Попробуем мысленно зайти в музыкальную комнату вместе с аутичным ребёнком, посмотрим на происходящее своими, а затем – его глазами.
Представим, что мы впервые входим в небольшую комнату, в которой стоит стол, а на нём разложены музыкальные инструменты. Многие из них вы видите впервые. В голове проносятся мгновенно мысли, и далеко не все они по поводу музыки. Например, такие: «Так, вот это, трещотка, это металлофон, а что вот это, круглое и тёмное лежит на стуле? А это, в виде длинного цилиндра… Так, а куда бы мне здесь присесть, у стола стоит два стула, это для меня и для ребёнка или для педагога и ребёнка? Какое большое окно, хорошо бы постоять возле него сейчас одному и чтобы вокруг была тишина». В этом новом пространстве, заполненном новыми предметами, каждый человек уже на уровне восприятия моментально «подсветит» для себя некоторые особенности, за секунды определив, нравится ли ему здесь.
Каждый человек по-своему вступит в контакт с этим пространством: кто-то, осмотревшись пару секунд, побежит к столу и начнёт играть на инструментах, как будто он всегда этим занимался, кто-то спокойно подойдёт к столу и осторожно потрогает несколько инструментов, кто-то сядет на стул подальше от стола, кто-то будет ждать инструкций от музыкального терапевта. Кто-то откажется от предложения поиграть на простых инструментах, так как «уже знает их», кто-то скажет, что «не умеет, человек не творческий», кто-то, преодолевая себя, прикоснётся, чтобы тут же положить и убежать.
Особенности этого пространства каждый человек будет постепенно собирать в целостную картинку, если захочет прийти сюда ещё. И постепенно он перестанет замечать это пространство, а на первый план выйдет то, что можно в этом пространстве делать: музицировать, петь, взаимодействовать с психологом – и так далее. А желание постоять у окна одному в тишине растворится. Или воплотится, и окажется, что стоять у окна одному достаточно секунд десять. А вот у стола, где лежит глюкофон (тот самый, тёмный, большой и круглый), гораздо интереснее. Эти изменения могут произойти как за одно занятие, так и за пять, так и не произойти вообще, если человек будет избегать контакта с происходящим.

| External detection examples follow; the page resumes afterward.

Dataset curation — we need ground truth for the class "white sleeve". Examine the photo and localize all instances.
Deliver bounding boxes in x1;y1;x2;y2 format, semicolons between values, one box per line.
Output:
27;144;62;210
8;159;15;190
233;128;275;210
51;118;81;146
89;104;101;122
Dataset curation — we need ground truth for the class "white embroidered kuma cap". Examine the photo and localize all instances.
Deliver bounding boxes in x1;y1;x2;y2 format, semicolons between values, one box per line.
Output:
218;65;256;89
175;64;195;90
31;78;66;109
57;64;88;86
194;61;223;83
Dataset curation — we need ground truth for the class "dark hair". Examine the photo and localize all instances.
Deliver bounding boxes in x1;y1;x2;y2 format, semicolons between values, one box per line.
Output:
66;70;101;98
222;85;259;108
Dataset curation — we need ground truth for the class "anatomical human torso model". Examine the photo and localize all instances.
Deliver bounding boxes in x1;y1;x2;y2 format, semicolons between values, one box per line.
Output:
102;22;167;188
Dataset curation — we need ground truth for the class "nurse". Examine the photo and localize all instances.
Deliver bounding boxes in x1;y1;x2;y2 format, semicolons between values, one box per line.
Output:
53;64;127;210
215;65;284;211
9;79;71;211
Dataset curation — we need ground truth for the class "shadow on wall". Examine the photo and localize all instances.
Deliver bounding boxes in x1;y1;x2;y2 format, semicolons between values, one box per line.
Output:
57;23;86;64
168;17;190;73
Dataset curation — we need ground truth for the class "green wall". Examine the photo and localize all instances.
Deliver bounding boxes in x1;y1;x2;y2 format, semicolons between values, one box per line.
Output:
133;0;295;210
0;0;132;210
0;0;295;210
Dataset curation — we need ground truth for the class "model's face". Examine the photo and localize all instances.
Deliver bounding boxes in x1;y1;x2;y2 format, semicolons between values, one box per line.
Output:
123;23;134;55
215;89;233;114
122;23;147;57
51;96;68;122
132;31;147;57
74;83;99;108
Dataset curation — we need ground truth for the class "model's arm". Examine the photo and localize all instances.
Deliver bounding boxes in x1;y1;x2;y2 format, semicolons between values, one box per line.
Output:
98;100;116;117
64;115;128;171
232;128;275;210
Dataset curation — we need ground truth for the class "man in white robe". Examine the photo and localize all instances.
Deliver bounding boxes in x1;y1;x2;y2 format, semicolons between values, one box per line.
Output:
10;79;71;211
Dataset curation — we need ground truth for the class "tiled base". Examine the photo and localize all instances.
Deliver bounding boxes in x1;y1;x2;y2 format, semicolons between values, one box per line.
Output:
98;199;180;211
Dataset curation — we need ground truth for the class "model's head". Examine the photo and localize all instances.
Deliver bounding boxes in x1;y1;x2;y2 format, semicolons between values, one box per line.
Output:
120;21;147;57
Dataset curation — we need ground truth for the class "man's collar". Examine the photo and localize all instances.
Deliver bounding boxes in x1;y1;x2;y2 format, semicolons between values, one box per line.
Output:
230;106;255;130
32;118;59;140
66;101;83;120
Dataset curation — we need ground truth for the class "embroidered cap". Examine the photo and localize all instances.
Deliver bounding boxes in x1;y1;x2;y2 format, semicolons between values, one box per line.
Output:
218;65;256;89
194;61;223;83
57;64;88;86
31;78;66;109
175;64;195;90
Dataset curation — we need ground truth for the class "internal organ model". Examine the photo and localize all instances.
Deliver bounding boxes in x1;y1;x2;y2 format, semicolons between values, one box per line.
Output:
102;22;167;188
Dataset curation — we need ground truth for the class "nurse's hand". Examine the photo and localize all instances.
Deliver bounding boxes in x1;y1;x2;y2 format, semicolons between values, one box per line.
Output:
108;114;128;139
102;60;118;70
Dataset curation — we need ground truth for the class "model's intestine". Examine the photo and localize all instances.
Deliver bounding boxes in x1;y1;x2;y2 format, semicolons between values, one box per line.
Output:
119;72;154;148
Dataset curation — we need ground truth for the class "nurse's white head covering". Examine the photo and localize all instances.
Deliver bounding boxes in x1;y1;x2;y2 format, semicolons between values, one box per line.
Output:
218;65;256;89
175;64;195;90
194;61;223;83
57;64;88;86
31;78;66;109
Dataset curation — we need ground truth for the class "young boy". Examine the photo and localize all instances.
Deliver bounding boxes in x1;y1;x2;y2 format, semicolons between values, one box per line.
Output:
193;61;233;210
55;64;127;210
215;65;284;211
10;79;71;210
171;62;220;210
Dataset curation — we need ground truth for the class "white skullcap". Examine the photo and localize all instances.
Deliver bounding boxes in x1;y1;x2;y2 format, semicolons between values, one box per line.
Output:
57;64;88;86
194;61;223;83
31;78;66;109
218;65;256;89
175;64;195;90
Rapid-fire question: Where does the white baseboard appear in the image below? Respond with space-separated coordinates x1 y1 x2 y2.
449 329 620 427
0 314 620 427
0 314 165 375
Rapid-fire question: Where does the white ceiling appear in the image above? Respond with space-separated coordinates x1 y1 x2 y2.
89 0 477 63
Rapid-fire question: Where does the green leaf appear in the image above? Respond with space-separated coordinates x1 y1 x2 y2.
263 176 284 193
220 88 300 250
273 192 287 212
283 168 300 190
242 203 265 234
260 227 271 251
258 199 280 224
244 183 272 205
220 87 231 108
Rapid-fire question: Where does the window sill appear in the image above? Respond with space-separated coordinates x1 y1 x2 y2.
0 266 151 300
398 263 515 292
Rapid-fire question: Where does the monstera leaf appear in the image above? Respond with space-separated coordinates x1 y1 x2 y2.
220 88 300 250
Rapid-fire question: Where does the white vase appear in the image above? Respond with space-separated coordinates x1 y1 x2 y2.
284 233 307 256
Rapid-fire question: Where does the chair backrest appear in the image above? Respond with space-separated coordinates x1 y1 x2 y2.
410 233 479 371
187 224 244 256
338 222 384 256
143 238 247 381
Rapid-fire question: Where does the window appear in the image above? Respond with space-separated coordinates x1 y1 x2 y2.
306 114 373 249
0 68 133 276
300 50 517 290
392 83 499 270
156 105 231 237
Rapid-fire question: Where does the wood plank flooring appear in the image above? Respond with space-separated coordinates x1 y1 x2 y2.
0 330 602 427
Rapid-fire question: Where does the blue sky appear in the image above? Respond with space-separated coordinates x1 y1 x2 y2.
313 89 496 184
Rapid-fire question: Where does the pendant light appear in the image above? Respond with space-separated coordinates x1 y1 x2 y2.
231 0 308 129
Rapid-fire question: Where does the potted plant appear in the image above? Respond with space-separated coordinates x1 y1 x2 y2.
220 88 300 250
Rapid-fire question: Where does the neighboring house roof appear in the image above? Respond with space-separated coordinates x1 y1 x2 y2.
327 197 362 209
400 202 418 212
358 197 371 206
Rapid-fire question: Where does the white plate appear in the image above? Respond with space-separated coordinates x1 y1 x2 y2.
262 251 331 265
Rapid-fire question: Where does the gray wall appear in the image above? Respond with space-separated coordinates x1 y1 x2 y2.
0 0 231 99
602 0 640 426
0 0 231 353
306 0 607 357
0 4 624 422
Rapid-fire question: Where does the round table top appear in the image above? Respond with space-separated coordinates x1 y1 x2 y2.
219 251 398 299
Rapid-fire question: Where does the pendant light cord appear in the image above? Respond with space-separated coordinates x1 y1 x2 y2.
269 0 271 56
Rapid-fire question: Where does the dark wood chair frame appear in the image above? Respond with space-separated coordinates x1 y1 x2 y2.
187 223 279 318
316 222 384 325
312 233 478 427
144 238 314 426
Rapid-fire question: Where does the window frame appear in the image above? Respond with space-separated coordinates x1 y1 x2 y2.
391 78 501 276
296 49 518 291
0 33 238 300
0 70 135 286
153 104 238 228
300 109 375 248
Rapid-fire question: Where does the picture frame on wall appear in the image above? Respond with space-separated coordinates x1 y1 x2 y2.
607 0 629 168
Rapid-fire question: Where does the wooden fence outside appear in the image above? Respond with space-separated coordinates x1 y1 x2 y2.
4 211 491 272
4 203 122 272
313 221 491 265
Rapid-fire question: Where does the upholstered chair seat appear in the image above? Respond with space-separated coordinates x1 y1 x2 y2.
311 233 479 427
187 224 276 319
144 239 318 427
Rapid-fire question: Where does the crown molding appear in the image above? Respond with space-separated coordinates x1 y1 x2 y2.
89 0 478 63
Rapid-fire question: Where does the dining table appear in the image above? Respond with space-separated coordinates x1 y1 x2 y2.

У ребёнка с РАС формально происходят абсолютно те же процессы в новом пространстве. Он так же адаптируется (или не адаптируется) к пространству и расширяет свой опыт в нём. Однако качественно этот процесс адаптации далеко не тот же, что у взрослого человека. Например, то, что для взрослого человека будет обозначено словами «пришли на занятие» (то есть, поднялись по лестнице, открыли дверь в кабинет и зашли в него – пара пустяков) для аутичного ребёнка, в зависимости от уровня контакта с миром, может ощущаться иначе.